On Tue, Jul 03, 2018 at 05:09:38PM +0200, Andreas Färber wrote:
> Am 03.07.2018 um 16:50 schrieb Mark Brown:

> >> 2) This SPI device is in turn exposing the two SPI masters that you
> >> already found below, and I didn't see a sane way to split that code out
> >> into drivers/spi/, so it's in drivers/net/lora/ here - has there been
> >> any precedence either way?

> > A MFD?

> I know of mfd, but how would the the the net vs. spi pieces interact
> then? Some functions would need to be exported then or is there an
> easier way without needing to set a cross-module API in stone?

It's an in-kernel ABI it's not exactly set in stone but yeah, you'll
need some interface.  A lot of devices work by having the children know
that they're part of a MFD and fish things out of the parent device,
either the pdata or (in the common case where the MFD bit mostly just
instantiates subdevices and holds a regmap) with dev_get_regmap().

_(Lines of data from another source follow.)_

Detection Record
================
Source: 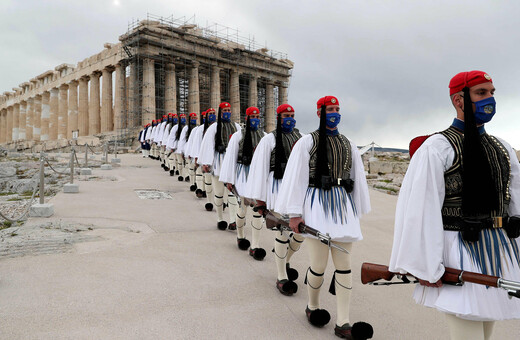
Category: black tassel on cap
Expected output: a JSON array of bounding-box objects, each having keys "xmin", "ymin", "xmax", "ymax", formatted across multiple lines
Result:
[
  {"xmin": 242, "ymin": 116, "xmax": 253, "ymax": 165},
  {"xmin": 462, "ymin": 87, "xmax": 498, "ymax": 218},
  {"xmin": 215, "ymin": 106, "xmax": 222, "ymax": 152},
  {"xmin": 316, "ymin": 105, "xmax": 331, "ymax": 190},
  {"xmin": 273, "ymin": 113, "xmax": 287, "ymax": 179}
]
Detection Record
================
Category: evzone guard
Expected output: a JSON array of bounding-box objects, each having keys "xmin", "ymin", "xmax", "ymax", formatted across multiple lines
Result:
[
  {"xmin": 198, "ymin": 102, "xmax": 240, "ymax": 230},
  {"xmin": 275, "ymin": 96, "xmax": 373, "ymax": 340},
  {"xmin": 161, "ymin": 113, "xmax": 173, "ymax": 171},
  {"xmin": 184, "ymin": 111, "xmax": 209, "ymax": 199},
  {"xmin": 166, "ymin": 113, "xmax": 179, "ymax": 176},
  {"xmin": 197, "ymin": 108, "xmax": 217, "ymax": 211},
  {"xmin": 389, "ymin": 71, "xmax": 520, "ymax": 340},
  {"xmin": 245, "ymin": 104, "xmax": 304, "ymax": 296},
  {"xmin": 138, "ymin": 123, "xmax": 151, "ymax": 158},
  {"xmin": 220, "ymin": 106, "xmax": 266, "ymax": 260},
  {"xmin": 176, "ymin": 112, "xmax": 197, "ymax": 191}
]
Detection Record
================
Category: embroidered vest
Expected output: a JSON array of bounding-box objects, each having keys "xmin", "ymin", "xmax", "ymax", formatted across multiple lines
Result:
[
  {"xmin": 439, "ymin": 126, "xmax": 511, "ymax": 230},
  {"xmin": 269, "ymin": 128, "xmax": 302, "ymax": 172},
  {"xmin": 309, "ymin": 130, "xmax": 352, "ymax": 183},
  {"xmin": 220, "ymin": 122, "xmax": 237, "ymax": 149},
  {"xmin": 237, "ymin": 129, "xmax": 264, "ymax": 164}
]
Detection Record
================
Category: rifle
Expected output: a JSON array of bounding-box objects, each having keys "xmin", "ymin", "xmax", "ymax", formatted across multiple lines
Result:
[
  {"xmin": 265, "ymin": 211, "xmax": 349, "ymax": 254},
  {"xmin": 231, "ymin": 185, "xmax": 255, "ymax": 206},
  {"xmin": 361, "ymin": 262, "xmax": 520, "ymax": 299}
]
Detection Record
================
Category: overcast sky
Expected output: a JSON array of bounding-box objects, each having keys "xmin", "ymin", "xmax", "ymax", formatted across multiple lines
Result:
[{"xmin": 0, "ymin": 0, "xmax": 520, "ymax": 149}]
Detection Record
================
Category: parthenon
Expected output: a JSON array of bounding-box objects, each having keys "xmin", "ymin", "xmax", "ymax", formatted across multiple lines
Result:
[{"xmin": 0, "ymin": 16, "xmax": 293, "ymax": 147}]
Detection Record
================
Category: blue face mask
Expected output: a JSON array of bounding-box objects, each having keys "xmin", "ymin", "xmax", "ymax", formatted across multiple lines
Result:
[
  {"xmin": 474, "ymin": 97, "xmax": 497, "ymax": 125},
  {"xmin": 325, "ymin": 112, "xmax": 341, "ymax": 129},
  {"xmin": 249, "ymin": 118, "xmax": 260, "ymax": 131},
  {"xmin": 222, "ymin": 112, "xmax": 231, "ymax": 122},
  {"xmin": 282, "ymin": 117, "xmax": 296, "ymax": 132}
]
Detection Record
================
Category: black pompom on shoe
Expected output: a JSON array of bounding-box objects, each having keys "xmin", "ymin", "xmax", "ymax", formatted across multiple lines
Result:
[
  {"xmin": 285, "ymin": 263, "xmax": 299, "ymax": 281},
  {"xmin": 237, "ymin": 238, "xmax": 251, "ymax": 250},
  {"xmin": 305, "ymin": 306, "xmax": 330, "ymax": 327},
  {"xmin": 249, "ymin": 248, "xmax": 266, "ymax": 261},
  {"xmin": 276, "ymin": 280, "xmax": 298, "ymax": 296},
  {"xmin": 334, "ymin": 322, "xmax": 374, "ymax": 340},
  {"xmin": 217, "ymin": 221, "xmax": 227, "ymax": 230}
]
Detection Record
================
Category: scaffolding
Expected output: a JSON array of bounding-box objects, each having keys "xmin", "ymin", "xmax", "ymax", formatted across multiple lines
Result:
[{"xmin": 116, "ymin": 14, "xmax": 292, "ymax": 140}]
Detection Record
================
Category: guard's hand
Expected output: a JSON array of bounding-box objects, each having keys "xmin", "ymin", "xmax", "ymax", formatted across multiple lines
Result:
[
  {"xmin": 419, "ymin": 279, "xmax": 442, "ymax": 288},
  {"xmin": 289, "ymin": 217, "xmax": 305, "ymax": 234}
]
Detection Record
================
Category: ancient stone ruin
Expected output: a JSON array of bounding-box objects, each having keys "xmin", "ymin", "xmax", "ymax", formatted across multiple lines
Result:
[{"xmin": 0, "ymin": 16, "xmax": 293, "ymax": 149}]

> > A register map would work just as well here, we already have plenty of
> > devices that abstract at this level (most obviously the I2C/SPI devices
> > that use it to offer both interfaces with a single core driver).

> The address and data registers together form a two-byte SPI message!

> It is transmitted by writing to the CS register.

> The received data is afterwards available in another register.

Right, but it seems from the code that the hardware understands that
it's formatting register I/O and not just shifting in and out a byte
stream which is what a SPI controller does.  I'd not be surprised to
learn that the register you're calling a chip select register is a
strobe that initiates the transfer (and that this may be some of the
difficulty you're having with handling it in the way the framework
expects), the pattern with writing 1 followed immediately by 0 is a bit
of a flag here.

I've seen such before hardware where I know it was intentionally
designed that way so it wouldn't be totally surprising.